Analyze This! explores science through data, graphs, visualizations and more. Have a comment or a suggestion for a future post? Send an email to sns@sciencenews.org.

Power Words

(more about Power Words)

average     (in science) A term for the arithmetic mean, which is the sum of a group of numbers that is then divided by the size of the group.

behavior     The way something, often a person or other organism, acts towards others, or conducts itself.

clinical     (in medicine) A term that refers to diagnoses, treatments or experiments involving people.

colleague     Someone who works with another; a co-worker or team member.

cross-section     A term for the view of some three-dimensional solid as it would appear if a knife had cut through the structure, separated it in two, and then one of those pieces was now looked at edge-on from one of the cut sides.

data     Facts and/or statistics collected together for analysis but not necessarily organized in a way that gives them meaning. For digital information (the type stored by computers), those data typically are numbers stored in a binary code, portrayed as strings of zeros and ones.

ethnicity     (adj. ethnic) The background of an individual based on cultural practices that tend to be associated with religion, country (or region) of origin, politics or some mix of these.

gender     The attitudes, feelings, and behaviors that a given culture associates with a person’s biological sex. Behavior that is compatible with cultural expectations is referred to as being the norm. Behaviors that are incompatible with these expectations are described as non-conforming.

National Health and Nutrition Examination Survey (or NHANES)    A long-running program (begun in the early 1960s), which has been designed to assess the health and nutritional status of adults and children in the United States. NHANES combines both physical (medical) examinations and interviews. It’s run by the National Center for Health Statistics, which is part of the U.S. Centers for Disease Control and Prevention. Each year, the program surveys another 5,000 people who have been chosen to be representative of all ages and races, and of people living throughout the nation.

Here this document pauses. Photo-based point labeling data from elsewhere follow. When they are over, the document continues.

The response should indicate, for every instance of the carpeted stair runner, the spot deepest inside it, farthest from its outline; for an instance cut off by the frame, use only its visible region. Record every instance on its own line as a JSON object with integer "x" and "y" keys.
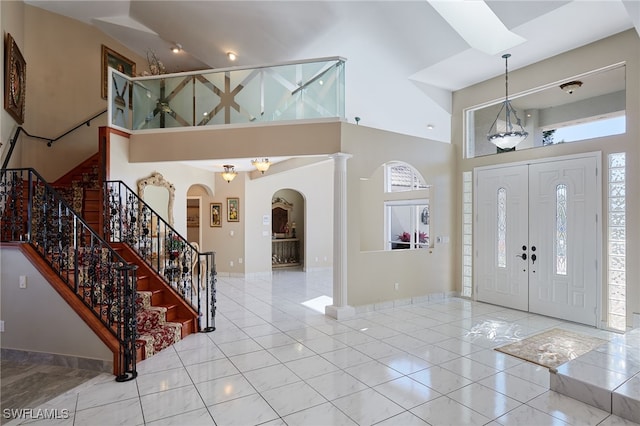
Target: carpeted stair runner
{"x": 154, "y": 332}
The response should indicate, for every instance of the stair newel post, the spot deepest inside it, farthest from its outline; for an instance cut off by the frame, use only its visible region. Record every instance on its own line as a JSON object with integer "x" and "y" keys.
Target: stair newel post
{"x": 209, "y": 293}
{"x": 127, "y": 352}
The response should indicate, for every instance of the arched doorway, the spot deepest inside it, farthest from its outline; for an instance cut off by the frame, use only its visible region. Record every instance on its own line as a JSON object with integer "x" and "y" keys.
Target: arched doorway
{"x": 287, "y": 227}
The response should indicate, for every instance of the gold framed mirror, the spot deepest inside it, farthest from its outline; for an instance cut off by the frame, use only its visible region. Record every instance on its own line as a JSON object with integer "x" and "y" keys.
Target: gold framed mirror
{"x": 159, "y": 194}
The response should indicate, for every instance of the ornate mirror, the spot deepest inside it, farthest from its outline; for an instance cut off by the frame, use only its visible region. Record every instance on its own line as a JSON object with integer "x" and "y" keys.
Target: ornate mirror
{"x": 158, "y": 194}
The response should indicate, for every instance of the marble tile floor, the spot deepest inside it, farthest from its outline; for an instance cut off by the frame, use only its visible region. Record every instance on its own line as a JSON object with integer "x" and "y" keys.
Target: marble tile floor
{"x": 275, "y": 361}
{"x": 607, "y": 377}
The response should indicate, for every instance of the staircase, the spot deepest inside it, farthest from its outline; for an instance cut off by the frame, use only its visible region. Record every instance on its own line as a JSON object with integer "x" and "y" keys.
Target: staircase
{"x": 163, "y": 318}
{"x": 96, "y": 277}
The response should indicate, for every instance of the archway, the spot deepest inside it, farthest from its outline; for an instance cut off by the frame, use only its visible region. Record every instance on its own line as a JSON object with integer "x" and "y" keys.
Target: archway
{"x": 288, "y": 229}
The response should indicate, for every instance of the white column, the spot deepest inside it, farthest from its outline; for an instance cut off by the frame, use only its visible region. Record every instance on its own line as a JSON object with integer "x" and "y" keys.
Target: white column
{"x": 340, "y": 309}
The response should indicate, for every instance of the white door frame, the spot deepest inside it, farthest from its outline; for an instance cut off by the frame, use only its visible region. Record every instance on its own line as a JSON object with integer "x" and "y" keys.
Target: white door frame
{"x": 600, "y": 218}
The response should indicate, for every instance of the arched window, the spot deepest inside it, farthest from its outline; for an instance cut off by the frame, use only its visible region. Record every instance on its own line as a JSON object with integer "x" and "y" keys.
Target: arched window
{"x": 407, "y": 217}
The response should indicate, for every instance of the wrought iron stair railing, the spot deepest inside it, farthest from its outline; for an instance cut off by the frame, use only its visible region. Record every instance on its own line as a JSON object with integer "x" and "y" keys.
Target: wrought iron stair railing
{"x": 32, "y": 211}
{"x": 190, "y": 273}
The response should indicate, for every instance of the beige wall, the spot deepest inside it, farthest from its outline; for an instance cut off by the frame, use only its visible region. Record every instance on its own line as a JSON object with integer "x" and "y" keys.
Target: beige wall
{"x": 63, "y": 89}
{"x": 372, "y": 274}
{"x": 623, "y": 47}
{"x": 37, "y": 319}
{"x": 242, "y": 141}
{"x": 12, "y": 18}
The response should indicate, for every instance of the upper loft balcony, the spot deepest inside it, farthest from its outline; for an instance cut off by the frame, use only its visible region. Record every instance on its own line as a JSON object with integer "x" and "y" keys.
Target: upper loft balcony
{"x": 231, "y": 97}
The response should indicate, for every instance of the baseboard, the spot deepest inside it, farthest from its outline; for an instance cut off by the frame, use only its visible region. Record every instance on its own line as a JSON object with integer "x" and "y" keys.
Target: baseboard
{"x": 424, "y": 299}
{"x": 56, "y": 359}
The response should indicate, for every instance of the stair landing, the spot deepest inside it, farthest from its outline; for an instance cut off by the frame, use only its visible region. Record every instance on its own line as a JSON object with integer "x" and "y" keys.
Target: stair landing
{"x": 607, "y": 377}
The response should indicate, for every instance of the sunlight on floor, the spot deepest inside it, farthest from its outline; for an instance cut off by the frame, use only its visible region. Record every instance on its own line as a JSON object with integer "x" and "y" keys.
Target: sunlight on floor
{"x": 318, "y": 303}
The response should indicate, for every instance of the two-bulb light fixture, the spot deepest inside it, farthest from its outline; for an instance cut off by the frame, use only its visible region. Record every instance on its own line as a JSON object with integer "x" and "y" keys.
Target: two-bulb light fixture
{"x": 262, "y": 164}
{"x": 571, "y": 86}
{"x": 229, "y": 173}
{"x": 507, "y": 135}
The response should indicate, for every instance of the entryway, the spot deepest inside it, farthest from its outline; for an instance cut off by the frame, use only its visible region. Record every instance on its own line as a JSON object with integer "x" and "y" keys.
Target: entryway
{"x": 536, "y": 237}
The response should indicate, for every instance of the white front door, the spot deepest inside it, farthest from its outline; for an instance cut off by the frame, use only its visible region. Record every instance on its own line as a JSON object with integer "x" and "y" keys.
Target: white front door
{"x": 502, "y": 217}
{"x": 562, "y": 279}
{"x": 536, "y": 238}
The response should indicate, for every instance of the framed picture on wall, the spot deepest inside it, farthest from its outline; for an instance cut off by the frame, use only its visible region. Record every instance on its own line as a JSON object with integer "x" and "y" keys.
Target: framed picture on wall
{"x": 15, "y": 80}
{"x": 233, "y": 210}
{"x": 113, "y": 59}
{"x": 216, "y": 215}
{"x": 193, "y": 217}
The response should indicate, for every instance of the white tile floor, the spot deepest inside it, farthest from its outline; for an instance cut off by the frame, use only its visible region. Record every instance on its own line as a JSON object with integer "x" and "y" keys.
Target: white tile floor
{"x": 274, "y": 361}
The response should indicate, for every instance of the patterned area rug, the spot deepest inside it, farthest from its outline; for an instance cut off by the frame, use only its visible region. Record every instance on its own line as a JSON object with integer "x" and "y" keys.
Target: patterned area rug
{"x": 552, "y": 348}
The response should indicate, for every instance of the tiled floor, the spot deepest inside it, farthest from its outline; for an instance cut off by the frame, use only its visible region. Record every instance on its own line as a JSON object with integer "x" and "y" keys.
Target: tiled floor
{"x": 274, "y": 361}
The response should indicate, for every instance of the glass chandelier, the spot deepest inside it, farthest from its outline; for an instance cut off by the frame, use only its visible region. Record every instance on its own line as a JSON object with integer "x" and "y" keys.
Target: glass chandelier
{"x": 509, "y": 134}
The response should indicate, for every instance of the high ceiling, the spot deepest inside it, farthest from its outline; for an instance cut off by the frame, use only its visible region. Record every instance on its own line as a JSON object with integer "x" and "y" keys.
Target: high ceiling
{"x": 403, "y": 57}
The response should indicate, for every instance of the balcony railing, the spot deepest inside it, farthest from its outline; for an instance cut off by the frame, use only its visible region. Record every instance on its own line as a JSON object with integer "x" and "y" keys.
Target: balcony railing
{"x": 303, "y": 90}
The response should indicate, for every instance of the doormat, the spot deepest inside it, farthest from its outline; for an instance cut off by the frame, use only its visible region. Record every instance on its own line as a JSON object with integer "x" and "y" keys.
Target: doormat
{"x": 552, "y": 348}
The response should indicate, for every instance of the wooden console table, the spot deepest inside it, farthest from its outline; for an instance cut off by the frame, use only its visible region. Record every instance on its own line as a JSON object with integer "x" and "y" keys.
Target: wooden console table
{"x": 285, "y": 252}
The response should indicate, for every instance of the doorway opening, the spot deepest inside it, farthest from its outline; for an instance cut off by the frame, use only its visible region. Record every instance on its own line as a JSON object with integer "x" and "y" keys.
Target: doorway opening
{"x": 287, "y": 228}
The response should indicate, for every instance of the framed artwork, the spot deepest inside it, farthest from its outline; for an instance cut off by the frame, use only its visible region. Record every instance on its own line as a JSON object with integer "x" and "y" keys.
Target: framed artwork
{"x": 113, "y": 59}
{"x": 216, "y": 215}
{"x": 233, "y": 210}
{"x": 15, "y": 80}
{"x": 193, "y": 217}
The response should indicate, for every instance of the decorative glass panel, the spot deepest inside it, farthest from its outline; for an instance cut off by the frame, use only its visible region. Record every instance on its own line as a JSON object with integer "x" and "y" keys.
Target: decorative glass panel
{"x": 617, "y": 160}
{"x": 502, "y": 228}
{"x": 616, "y": 255}
{"x": 467, "y": 238}
{"x": 561, "y": 229}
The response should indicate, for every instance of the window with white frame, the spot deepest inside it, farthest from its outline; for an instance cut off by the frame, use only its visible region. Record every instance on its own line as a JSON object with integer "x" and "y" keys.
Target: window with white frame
{"x": 407, "y": 215}
{"x": 407, "y": 224}
{"x": 402, "y": 177}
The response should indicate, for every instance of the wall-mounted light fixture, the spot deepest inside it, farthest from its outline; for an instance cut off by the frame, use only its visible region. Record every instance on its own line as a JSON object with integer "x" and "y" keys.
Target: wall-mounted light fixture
{"x": 509, "y": 134}
{"x": 229, "y": 173}
{"x": 262, "y": 164}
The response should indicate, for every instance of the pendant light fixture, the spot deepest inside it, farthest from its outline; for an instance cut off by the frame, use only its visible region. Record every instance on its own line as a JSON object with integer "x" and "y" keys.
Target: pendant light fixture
{"x": 262, "y": 164}
{"x": 229, "y": 173}
{"x": 509, "y": 134}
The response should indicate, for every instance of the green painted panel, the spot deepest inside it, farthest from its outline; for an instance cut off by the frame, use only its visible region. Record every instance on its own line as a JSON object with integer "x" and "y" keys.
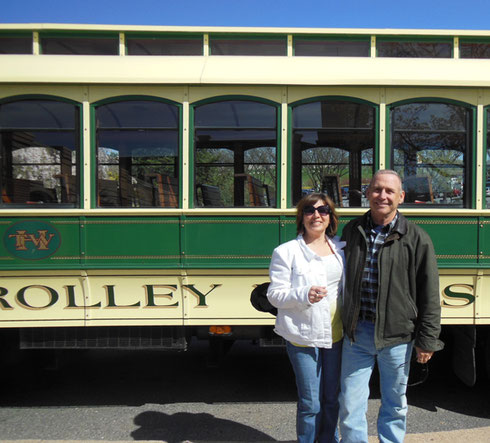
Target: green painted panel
{"x": 230, "y": 242}
{"x": 455, "y": 239}
{"x": 40, "y": 243}
{"x": 484, "y": 248}
{"x": 132, "y": 242}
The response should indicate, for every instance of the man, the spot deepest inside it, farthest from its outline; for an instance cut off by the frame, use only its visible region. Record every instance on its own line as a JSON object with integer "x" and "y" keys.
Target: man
{"x": 391, "y": 303}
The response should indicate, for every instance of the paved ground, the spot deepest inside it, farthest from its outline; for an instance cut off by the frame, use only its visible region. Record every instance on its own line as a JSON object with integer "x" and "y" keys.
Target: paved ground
{"x": 478, "y": 435}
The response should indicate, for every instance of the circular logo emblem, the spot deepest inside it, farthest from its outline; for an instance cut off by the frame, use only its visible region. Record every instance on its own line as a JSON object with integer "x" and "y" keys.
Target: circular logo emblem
{"x": 31, "y": 240}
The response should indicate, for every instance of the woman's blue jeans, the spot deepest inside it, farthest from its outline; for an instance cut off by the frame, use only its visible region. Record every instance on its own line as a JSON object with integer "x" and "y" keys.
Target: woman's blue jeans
{"x": 358, "y": 359}
{"x": 317, "y": 373}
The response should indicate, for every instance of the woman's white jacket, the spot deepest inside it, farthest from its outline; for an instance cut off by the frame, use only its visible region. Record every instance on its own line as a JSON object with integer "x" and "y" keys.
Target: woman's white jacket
{"x": 293, "y": 270}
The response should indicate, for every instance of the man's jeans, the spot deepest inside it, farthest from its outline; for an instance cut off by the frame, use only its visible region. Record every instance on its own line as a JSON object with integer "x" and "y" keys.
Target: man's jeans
{"x": 358, "y": 360}
{"x": 317, "y": 373}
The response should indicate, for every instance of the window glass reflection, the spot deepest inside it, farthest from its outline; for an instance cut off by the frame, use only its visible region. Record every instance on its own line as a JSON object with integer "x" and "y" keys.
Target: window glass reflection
{"x": 331, "y": 48}
{"x": 487, "y": 183}
{"x": 80, "y": 45}
{"x": 430, "y": 149}
{"x": 474, "y": 49}
{"x": 235, "y": 154}
{"x": 164, "y": 45}
{"x": 247, "y": 46}
{"x": 137, "y": 154}
{"x": 39, "y": 153}
{"x": 417, "y": 49}
{"x": 333, "y": 148}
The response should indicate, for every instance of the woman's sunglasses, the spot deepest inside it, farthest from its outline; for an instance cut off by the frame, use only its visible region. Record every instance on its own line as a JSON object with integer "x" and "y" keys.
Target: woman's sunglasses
{"x": 322, "y": 210}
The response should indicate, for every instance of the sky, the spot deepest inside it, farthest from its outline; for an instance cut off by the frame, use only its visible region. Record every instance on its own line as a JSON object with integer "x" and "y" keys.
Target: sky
{"x": 395, "y": 14}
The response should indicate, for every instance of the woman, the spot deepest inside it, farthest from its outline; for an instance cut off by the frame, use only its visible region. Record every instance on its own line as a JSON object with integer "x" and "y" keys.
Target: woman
{"x": 306, "y": 285}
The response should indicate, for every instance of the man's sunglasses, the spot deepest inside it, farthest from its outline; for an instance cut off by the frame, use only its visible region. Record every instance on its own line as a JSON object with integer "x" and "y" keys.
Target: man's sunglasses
{"x": 322, "y": 210}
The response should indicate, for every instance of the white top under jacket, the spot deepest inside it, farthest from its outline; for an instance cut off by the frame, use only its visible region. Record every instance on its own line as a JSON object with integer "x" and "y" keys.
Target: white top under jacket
{"x": 293, "y": 270}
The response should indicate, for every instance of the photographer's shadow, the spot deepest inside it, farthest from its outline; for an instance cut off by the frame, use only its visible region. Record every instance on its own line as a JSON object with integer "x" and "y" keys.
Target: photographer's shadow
{"x": 185, "y": 426}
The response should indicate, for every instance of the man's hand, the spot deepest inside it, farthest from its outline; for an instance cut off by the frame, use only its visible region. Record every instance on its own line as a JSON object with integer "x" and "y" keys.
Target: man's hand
{"x": 423, "y": 356}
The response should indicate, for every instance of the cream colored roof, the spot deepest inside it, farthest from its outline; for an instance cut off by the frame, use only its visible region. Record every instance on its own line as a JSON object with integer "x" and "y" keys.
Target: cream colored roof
{"x": 70, "y": 69}
{"x": 253, "y": 30}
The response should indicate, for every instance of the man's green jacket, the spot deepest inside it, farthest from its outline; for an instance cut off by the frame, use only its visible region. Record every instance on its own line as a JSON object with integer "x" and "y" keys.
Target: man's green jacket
{"x": 408, "y": 306}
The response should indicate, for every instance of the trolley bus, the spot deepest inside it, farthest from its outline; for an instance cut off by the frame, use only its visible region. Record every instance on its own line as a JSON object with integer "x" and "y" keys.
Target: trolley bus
{"x": 147, "y": 173}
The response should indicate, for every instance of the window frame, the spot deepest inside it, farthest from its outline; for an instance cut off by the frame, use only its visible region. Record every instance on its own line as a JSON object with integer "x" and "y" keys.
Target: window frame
{"x": 192, "y": 147}
{"x": 469, "y": 201}
{"x": 166, "y": 36}
{"x": 347, "y": 99}
{"x": 93, "y": 143}
{"x": 332, "y": 38}
{"x": 80, "y": 35}
{"x": 79, "y": 153}
{"x": 249, "y": 37}
{"x": 415, "y": 39}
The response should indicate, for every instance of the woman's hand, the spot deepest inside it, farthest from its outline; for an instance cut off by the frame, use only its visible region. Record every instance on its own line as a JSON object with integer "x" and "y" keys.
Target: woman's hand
{"x": 316, "y": 293}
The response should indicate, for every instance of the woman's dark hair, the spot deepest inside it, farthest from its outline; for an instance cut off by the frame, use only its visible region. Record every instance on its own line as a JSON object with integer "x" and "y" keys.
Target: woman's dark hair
{"x": 310, "y": 200}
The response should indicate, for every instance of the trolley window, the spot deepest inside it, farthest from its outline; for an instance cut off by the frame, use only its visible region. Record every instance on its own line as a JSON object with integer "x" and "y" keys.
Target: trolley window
{"x": 165, "y": 45}
{"x": 75, "y": 45}
{"x": 414, "y": 48}
{"x": 431, "y": 151}
{"x": 231, "y": 45}
{"x": 333, "y": 147}
{"x": 137, "y": 154}
{"x": 39, "y": 153}
{"x": 474, "y": 49}
{"x": 235, "y": 152}
{"x": 318, "y": 47}
{"x": 487, "y": 182}
{"x": 15, "y": 44}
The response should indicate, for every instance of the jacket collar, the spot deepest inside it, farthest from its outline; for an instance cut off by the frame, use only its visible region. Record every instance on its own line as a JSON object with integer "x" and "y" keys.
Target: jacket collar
{"x": 400, "y": 226}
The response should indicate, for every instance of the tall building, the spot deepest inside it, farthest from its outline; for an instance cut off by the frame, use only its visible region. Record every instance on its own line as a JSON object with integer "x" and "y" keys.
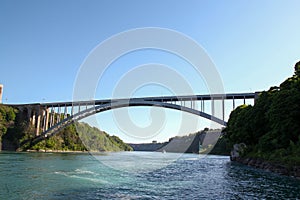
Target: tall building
{"x": 1, "y": 92}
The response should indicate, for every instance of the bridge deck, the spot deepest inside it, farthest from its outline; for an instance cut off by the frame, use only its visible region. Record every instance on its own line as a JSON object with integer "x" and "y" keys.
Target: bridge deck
{"x": 233, "y": 96}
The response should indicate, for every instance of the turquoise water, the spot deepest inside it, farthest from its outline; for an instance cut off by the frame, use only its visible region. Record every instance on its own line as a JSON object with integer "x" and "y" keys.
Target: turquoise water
{"x": 119, "y": 176}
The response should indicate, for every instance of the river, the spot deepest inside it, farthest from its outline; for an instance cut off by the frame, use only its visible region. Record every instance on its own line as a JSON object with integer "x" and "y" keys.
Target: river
{"x": 136, "y": 175}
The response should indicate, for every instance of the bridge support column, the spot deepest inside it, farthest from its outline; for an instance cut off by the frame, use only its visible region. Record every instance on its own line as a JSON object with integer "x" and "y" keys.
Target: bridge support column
{"x": 38, "y": 122}
{"x": 223, "y": 109}
{"x": 47, "y": 119}
{"x": 212, "y": 107}
{"x": 233, "y": 103}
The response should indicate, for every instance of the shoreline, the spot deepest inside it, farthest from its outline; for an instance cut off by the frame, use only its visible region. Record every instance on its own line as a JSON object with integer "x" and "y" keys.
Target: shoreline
{"x": 293, "y": 172}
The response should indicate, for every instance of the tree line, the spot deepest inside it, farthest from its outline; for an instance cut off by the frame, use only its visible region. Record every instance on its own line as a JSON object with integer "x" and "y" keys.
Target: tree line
{"x": 270, "y": 128}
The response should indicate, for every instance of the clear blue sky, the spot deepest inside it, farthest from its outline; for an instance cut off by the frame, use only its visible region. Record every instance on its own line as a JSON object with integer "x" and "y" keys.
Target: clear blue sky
{"x": 254, "y": 44}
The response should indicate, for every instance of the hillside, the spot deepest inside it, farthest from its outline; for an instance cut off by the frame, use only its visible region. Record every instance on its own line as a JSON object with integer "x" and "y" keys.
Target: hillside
{"x": 14, "y": 131}
{"x": 270, "y": 129}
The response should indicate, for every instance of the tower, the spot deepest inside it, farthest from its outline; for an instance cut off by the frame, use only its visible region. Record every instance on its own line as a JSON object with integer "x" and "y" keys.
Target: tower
{"x": 1, "y": 92}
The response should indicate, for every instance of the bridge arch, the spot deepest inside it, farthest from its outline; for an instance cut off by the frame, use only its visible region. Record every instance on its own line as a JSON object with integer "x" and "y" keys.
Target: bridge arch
{"x": 121, "y": 104}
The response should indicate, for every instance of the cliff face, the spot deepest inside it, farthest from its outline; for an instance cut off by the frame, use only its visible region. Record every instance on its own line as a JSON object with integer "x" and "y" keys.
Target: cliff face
{"x": 15, "y": 131}
{"x": 270, "y": 129}
{"x": 200, "y": 142}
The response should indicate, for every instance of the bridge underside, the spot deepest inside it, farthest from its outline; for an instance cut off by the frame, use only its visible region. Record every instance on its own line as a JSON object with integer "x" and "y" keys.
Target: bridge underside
{"x": 121, "y": 104}
{"x": 49, "y": 118}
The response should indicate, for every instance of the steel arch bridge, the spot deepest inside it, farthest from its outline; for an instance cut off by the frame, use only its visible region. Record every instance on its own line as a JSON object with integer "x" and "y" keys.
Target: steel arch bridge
{"x": 49, "y": 118}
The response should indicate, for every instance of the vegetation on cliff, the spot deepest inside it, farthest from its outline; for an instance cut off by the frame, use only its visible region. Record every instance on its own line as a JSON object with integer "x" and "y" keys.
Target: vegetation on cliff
{"x": 15, "y": 134}
{"x": 270, "y": 129}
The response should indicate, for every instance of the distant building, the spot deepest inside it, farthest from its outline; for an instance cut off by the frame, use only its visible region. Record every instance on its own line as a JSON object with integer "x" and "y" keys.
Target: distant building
{"x": 1, "y": 92}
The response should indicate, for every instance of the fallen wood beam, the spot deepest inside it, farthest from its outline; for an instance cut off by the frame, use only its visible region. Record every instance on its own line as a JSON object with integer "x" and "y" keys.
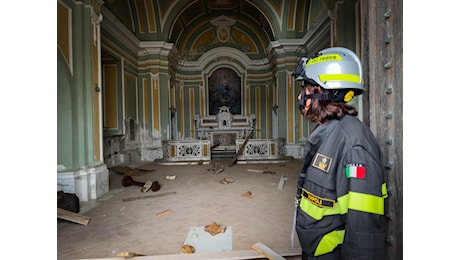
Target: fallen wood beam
{"x": 150, "y": 196}
{"x": 72, "y": 216}
{"x": 266, "y": 251}
{"x": 128, "y": 254}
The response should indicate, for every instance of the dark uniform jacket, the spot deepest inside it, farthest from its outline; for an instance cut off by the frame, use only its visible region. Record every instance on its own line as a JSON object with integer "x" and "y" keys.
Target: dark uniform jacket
{"x": 342, "y": 196}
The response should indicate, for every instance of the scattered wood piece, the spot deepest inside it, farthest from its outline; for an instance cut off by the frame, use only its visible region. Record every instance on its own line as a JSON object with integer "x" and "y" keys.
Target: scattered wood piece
{"x": 150, "y": 196}
{"x": 281, "y": 182}
{"x": 253, "y": 170}
{"x": 147, "y": 186}
{"x": 164, "y": 213}
{"x": 229, "y": 180}
{"x": 261, "y": 171}
{"x": 72, "y": 216}
{"x": 216, "y": 168}
{"x": 187, "y": 249}
{"x": 266, "y": 251}
{"x": 128, "y": 254}
{"x": 215, "y": 229}
{"x": 226, "y": 180}
{"x": 247, "y": 194}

National Health and Nutrition Examination Survey     (or NHANES) A long-running program (begun in the early 1960s), which has been designed to assess the health and nutritional status of adults and children in the United States. NHANES combines both physical (medical) examinations and interviews. It’s run by the National Center for Health Statistics, which is part of the U.S. Centers for Disease Control and Prevention. Each year, the program surveys another 5,000 people who have been chosen to be representative of all ages and races, and of people living throughout the nation.

range     The full extent or distribution of something. For instance, a plant or animal’s range is the area over which it naturally exists. (in math or for measurements) The extent to which variation in values is possible. Also, the distance within which something can be reached or perceived.

sedentary     Not physically active; an adjective for activities done largely while sitting.

survey     (v.) To ask questions that glean data on the opinions, practices (such as dining or sleeping habits), knowledge or skills of a broad range of people. Researchers select the number and types of people questioned in hopes that the answers these individuals give will be representative of others who are their age, belong to the same ethnic group or live in the same region. (n.) The list of questions that will be offered to glean those data.

variable     (in mathematics) A letter used in a mathematical expression that may take on different values. (in experiments) A factor that can be changed, especially one allowed to change in a scientific experiment. For instance, when researchers measure how much insecticide it might take to kill a fly, they might change the dose or the age at which the insect is exposed. Both the dose and age would be variables in this experiment.

vertical     A term for the direction of a line or plane that runs up and down, as the vertical post for a streetlight does. It’s the opposite of horizontal, which would run parallel to the ground.